Share your dilemmas and get honest opinions from other Mumsnetters.

To ask why The Asian Flu pandemic in 1968/69 didn't cause the world to shut down?

222 replies

Whatsthis1515 · 04/05/2020 19:22

I have been reading about the Asian Flu pandemic in 1968-69, which was also a novel virus, and was surprised to see that there wasn't a lock down etc. Over a million people died of it globally.

I can't help but wonder if the reason the world is in lockdown with covid 19 is because of the media/social media and the internet. It causes mass panic.

I am wondering what everyone else's thoughts are?
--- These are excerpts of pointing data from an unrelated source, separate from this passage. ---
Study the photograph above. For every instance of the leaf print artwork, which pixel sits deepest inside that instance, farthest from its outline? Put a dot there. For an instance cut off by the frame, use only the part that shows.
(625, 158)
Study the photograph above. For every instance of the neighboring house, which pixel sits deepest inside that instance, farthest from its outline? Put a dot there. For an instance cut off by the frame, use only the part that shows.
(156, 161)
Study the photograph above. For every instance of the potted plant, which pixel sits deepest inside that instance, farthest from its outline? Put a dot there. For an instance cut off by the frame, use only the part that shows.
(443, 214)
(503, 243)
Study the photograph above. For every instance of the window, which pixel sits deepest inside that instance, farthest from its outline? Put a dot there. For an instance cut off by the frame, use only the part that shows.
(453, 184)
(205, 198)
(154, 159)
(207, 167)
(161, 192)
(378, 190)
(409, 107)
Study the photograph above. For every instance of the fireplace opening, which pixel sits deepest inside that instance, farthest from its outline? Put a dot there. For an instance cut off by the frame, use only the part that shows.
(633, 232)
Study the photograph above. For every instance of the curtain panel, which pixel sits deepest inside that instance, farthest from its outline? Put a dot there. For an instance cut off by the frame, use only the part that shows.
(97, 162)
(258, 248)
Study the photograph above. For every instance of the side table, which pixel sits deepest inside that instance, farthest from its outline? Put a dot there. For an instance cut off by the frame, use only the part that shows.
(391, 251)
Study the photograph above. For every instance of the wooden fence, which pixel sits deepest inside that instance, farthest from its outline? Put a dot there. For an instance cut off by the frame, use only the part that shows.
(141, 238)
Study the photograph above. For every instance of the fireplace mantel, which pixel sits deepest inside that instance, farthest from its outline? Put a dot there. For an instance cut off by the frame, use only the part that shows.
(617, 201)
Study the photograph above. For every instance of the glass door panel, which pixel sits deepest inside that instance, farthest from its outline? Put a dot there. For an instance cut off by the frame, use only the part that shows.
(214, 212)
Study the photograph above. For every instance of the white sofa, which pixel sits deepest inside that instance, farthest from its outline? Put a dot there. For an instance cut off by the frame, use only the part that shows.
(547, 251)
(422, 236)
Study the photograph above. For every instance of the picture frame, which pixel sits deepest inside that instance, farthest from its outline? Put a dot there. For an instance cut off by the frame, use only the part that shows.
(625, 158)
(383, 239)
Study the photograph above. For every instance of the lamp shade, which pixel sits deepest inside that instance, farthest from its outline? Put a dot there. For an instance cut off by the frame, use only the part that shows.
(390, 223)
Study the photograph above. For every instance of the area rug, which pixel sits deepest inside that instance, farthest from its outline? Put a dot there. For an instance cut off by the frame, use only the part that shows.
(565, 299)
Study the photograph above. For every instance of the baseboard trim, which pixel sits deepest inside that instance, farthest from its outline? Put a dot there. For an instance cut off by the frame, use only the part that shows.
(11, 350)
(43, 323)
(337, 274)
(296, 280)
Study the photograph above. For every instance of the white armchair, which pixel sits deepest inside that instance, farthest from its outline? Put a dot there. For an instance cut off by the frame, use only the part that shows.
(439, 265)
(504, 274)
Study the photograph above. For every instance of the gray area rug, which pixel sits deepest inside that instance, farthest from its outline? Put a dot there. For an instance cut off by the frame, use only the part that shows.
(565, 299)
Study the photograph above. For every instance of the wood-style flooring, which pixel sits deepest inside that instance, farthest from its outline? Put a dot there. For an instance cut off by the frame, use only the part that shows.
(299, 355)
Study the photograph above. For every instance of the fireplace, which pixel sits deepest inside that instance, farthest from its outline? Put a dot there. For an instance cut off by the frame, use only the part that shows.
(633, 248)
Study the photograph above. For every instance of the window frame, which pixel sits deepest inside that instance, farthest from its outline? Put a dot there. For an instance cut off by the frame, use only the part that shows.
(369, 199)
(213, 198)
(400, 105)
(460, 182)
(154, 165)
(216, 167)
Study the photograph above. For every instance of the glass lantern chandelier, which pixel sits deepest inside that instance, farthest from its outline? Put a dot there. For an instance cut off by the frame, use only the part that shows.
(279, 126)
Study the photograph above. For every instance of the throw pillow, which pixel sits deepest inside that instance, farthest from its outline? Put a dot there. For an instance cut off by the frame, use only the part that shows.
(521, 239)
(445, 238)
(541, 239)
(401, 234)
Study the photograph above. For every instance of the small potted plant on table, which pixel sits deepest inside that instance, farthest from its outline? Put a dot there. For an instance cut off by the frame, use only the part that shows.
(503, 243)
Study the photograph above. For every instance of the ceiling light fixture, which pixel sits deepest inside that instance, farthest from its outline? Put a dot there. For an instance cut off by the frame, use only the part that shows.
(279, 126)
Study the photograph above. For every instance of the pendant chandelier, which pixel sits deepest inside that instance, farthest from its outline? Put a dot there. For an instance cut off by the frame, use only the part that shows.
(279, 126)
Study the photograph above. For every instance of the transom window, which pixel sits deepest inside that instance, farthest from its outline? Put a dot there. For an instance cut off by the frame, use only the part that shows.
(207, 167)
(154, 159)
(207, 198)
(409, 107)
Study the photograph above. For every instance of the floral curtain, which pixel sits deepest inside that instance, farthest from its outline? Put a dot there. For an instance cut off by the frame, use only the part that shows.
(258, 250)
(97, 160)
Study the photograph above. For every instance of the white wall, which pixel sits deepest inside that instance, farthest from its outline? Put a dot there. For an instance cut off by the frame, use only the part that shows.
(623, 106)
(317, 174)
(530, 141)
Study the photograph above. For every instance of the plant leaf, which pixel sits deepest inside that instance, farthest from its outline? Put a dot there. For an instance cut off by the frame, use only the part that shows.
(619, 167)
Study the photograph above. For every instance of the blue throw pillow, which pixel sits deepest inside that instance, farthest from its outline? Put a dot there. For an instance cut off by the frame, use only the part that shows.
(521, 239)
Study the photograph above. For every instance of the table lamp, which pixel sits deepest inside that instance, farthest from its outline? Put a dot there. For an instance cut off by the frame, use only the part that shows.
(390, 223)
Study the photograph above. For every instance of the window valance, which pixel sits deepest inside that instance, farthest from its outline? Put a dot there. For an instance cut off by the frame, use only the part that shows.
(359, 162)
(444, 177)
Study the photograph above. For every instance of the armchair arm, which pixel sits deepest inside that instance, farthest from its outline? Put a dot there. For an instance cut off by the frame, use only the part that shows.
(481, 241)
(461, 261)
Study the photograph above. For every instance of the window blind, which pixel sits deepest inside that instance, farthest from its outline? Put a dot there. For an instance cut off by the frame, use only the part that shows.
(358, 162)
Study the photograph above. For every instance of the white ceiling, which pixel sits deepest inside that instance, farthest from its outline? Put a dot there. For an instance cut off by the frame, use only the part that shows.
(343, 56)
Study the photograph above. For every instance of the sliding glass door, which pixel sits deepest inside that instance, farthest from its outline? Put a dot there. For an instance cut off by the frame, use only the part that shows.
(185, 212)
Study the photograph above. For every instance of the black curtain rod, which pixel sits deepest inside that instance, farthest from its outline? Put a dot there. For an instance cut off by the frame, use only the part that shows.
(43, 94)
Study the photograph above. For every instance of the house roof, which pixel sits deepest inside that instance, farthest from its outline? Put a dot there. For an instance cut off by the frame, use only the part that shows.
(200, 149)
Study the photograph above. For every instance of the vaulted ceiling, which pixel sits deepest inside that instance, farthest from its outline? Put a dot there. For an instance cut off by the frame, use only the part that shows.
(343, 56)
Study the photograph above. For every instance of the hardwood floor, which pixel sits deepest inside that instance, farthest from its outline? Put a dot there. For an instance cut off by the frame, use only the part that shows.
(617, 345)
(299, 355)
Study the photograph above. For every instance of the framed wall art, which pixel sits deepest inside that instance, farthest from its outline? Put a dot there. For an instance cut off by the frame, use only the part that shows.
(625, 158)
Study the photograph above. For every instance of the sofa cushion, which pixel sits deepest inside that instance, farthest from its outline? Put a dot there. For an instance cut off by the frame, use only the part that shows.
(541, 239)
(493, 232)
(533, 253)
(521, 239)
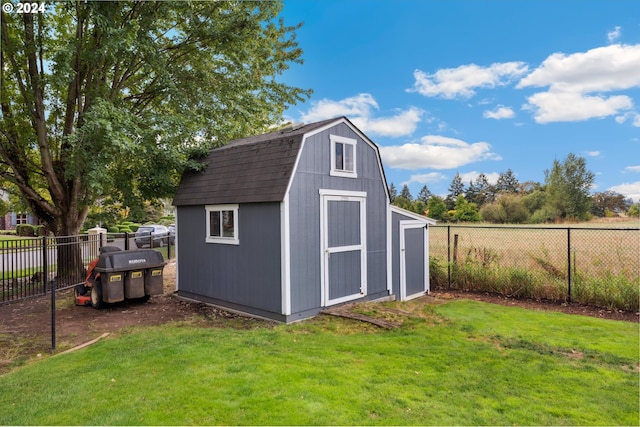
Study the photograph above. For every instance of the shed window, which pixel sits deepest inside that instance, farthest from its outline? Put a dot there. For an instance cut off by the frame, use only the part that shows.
(343, 156)
(222, 224)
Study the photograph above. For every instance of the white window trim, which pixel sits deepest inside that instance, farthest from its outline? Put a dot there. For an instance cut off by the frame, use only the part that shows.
(347, 141)
(235, 240)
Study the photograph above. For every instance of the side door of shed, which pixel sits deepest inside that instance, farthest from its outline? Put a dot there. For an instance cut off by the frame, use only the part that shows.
(343, 252)
(414, 267)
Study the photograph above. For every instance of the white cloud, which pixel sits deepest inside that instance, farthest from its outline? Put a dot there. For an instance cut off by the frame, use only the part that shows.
(450, 83)
(403, 123)
(355, 106)
(614, 34)
(629, 115)
(360, 109)
(570, 107)
(578, 83)
(492, 177)
(630, 189)
(425, 178)
(501, 112)
(436, 152)
(605, 69)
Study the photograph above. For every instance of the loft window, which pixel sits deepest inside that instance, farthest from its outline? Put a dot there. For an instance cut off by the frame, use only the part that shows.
(343, 156)
(222, 224)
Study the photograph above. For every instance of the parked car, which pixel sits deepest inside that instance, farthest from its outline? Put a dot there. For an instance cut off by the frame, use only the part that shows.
(152, 235)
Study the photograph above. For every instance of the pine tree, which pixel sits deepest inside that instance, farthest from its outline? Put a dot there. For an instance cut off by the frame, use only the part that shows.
(507, 182)
(455, 189)
(406, 193)
(393, 192)
(424, 195)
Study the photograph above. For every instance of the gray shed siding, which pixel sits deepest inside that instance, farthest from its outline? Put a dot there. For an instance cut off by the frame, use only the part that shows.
(415, 256)
(312, 174)
(245, 276)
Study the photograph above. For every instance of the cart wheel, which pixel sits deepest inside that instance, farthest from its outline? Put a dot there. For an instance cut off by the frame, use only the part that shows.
(96, 295)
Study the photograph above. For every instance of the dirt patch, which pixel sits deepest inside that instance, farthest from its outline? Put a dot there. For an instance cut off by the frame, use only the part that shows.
(25, 326)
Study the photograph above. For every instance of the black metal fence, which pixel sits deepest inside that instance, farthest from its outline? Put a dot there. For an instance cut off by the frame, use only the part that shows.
(592, 266)
(34, 266)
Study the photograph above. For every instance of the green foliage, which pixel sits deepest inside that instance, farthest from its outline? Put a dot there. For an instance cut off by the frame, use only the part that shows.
(465, 211)
(424, 195)
(393, 193)
(118, 98)
(542, 216)
(4, 207)
(26, 230)
(568, 187)
(436, 208)
(608, 204)
(406, 193)
(507, 183)
(508, 208)
(402, 202)
(534, 200)
(455, 189)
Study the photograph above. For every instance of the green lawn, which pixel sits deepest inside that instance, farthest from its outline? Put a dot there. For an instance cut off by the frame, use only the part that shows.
(459, 363)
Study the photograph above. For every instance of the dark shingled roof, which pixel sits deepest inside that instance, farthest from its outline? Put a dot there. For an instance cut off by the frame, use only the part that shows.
(253, 169)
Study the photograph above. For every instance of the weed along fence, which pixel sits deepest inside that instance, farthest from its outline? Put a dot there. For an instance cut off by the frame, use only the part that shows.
(34, 266)
(592, 266)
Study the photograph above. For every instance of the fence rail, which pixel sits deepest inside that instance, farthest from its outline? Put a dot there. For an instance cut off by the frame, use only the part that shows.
(34, 266)
(592, 266)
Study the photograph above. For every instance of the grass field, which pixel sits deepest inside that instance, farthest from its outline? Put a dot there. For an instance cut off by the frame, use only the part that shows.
(460, 363)
(534, 262)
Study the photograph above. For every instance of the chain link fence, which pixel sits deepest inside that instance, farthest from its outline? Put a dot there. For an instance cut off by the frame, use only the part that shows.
(591, 266)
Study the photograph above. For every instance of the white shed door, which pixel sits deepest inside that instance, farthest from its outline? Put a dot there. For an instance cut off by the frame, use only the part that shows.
(343, 235)
(414, 267)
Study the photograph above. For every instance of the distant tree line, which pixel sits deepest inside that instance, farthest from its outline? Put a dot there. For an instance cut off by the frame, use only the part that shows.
(564, 195)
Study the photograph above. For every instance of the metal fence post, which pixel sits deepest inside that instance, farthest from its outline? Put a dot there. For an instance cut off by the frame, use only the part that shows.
(448, 257)
(46, 281)
(568, 264)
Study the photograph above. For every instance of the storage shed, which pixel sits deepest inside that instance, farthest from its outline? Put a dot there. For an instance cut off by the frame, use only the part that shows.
(284, 224)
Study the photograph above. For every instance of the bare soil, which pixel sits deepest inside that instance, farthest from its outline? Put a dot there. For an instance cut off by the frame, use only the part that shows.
(25, 326)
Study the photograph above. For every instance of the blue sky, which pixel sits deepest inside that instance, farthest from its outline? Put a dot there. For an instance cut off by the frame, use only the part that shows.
(477, 86)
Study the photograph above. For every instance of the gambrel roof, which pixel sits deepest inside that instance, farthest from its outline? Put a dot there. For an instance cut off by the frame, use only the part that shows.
(253, 169)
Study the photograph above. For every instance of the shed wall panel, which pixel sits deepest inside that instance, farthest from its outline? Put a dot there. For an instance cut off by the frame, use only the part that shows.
(312, 174)
(246, 274)
(415, 258)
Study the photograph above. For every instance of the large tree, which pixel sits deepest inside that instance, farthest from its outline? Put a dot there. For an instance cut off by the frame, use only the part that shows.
(115, 97)
(568, 186)
(455, 189)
I am not a conspiracy theorist btw, but I am wondering why it's so different this time. Being a human being is risky, and I struggle to understand why we have reacted so differently this time and am genuinely interested in if it because of how freely we can access media to panic us and the governments world wide have had to react to that?

I think there was also a strain of flu in 2004 where 17,000 in the UK died. I wasn't even aware of it at the time, yet that's a huge number of people.

OP posts:
rvby · 04/05/2020 23:59

@eaglejulesk I think you need to take a good look at just what is happening around the world

lol.

www.un.org/millenniumgoals/2015_MDG_Report/pdf/MDG%202015%20rev%20(July%201).pdf

Please could you share a metric that shows that quality of life, access to healthcare, and respect for human rights have stayed the same or decreased on a global level over the last 60 years?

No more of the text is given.